With a rotating 3D image, she punctuated the point that sonography has come a long way.

  “Sonographers can find a way to build on existing technology through research and innovation,” she said. “We went from seeing the lens of the eye to getting more detailed profiles to getting 3D and 4D images. Our next era is going to open up many more opportunities for more sonographers to be engaged in research. We’ve seen the development entry-level programming, and the emergence of more graduate programs.

Any time you see emergence of graduate programs, you see a field of study opening up its own identity.”

So how would a clinical sonography get started in research?

Dr. Mitchell offered several tips. First, you need a mentor, perhaps somebody who is already involved in research projects and might need help with imaging. That’s how she got started. Dr. Mitchell told the story of attending a social event and meeting a physician who mentioned that he did research. She offered help, and the doctor called her the next day and asked if she was serious.

“Let people know you’re interested,” Mitchell said. “When you’re given the opportunity, the most critical thing you can do is follow through. If you’re asked to have measurements done by a deadline, get them done by the deadline.

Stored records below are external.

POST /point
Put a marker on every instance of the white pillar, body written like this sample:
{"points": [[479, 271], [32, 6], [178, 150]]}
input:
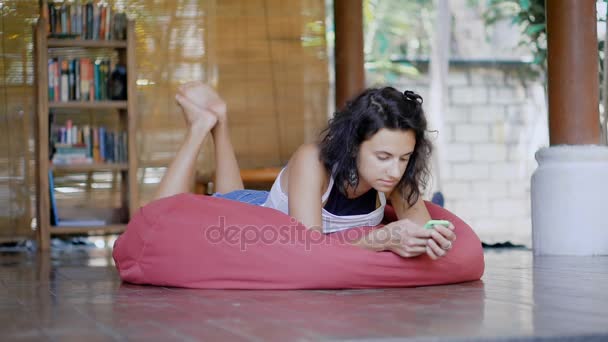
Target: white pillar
{"points": [[569, 195]]}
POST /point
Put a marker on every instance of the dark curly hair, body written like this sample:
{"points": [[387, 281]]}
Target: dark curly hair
{"points": [[359, 120]]}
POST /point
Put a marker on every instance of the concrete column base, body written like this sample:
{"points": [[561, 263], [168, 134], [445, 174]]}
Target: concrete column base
{"points": [[570, 201]]}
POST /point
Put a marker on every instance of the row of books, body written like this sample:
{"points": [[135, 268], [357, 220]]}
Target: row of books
{"points": [[86, 79], [72, 144], [86, 20], [57, 221]]}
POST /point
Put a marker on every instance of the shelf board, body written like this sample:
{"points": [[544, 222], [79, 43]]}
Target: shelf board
{"points": [[89, 105], [107, 229], [84, 43], [91, 167]]}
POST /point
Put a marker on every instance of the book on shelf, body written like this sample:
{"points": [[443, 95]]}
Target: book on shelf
{"points": [[85, 79], [72, 144], [59, 222], [84, 19]]}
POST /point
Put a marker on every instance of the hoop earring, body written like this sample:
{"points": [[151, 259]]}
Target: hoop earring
{"points": [[353, 178]]}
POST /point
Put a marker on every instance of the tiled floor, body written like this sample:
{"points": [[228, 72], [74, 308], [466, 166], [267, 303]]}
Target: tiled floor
{"points": [[78, 296]]}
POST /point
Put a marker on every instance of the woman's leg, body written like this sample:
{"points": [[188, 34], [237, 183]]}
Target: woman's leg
{"points": [[179, 176], [227, 173], [204, 111]]}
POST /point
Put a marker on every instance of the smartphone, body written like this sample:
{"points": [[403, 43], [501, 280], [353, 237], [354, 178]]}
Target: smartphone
{"points": [[431, 223]]}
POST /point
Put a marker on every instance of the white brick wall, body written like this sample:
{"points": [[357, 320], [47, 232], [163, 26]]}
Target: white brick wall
{"points": [[471, 133], [468, 95], [470, 171], [457, 152], [493, 125], [489, 152]]}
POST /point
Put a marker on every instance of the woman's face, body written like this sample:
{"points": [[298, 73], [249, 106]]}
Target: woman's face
{"points": [[383, 158]]}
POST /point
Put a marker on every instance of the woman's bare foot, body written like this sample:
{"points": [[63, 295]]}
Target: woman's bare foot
{"points": [[199, 119], [204, 97]]}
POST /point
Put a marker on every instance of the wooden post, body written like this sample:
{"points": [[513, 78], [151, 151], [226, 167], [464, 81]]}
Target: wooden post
{"points": [[350, 74], [573, 72]]}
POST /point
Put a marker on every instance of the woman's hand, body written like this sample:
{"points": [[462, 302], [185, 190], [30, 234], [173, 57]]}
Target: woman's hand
{"points": [[442, 241], [199, 120], [204, 97], [408, 239]]}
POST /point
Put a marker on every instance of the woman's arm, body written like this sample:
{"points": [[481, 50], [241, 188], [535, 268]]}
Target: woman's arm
{"points": [[304, 186]]}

When you have a grant that’s funded, there are report deadlines that you have to meet.”

Have a professional attitude and curiosity, she said. People who transition from a more clinical to a more academic setting have an intellectual curiosity. Mitchell said researchers aren’t tempted to just do the job as they were trained. When they see an interesting case, they really want to know what that was.

“Don’t let yourself get antiquated,” Mitchell said. “Don’t get comfortable. Be that person who wants to actualize an idea. Get involved in research, and you’re going to be the one who runs the research.”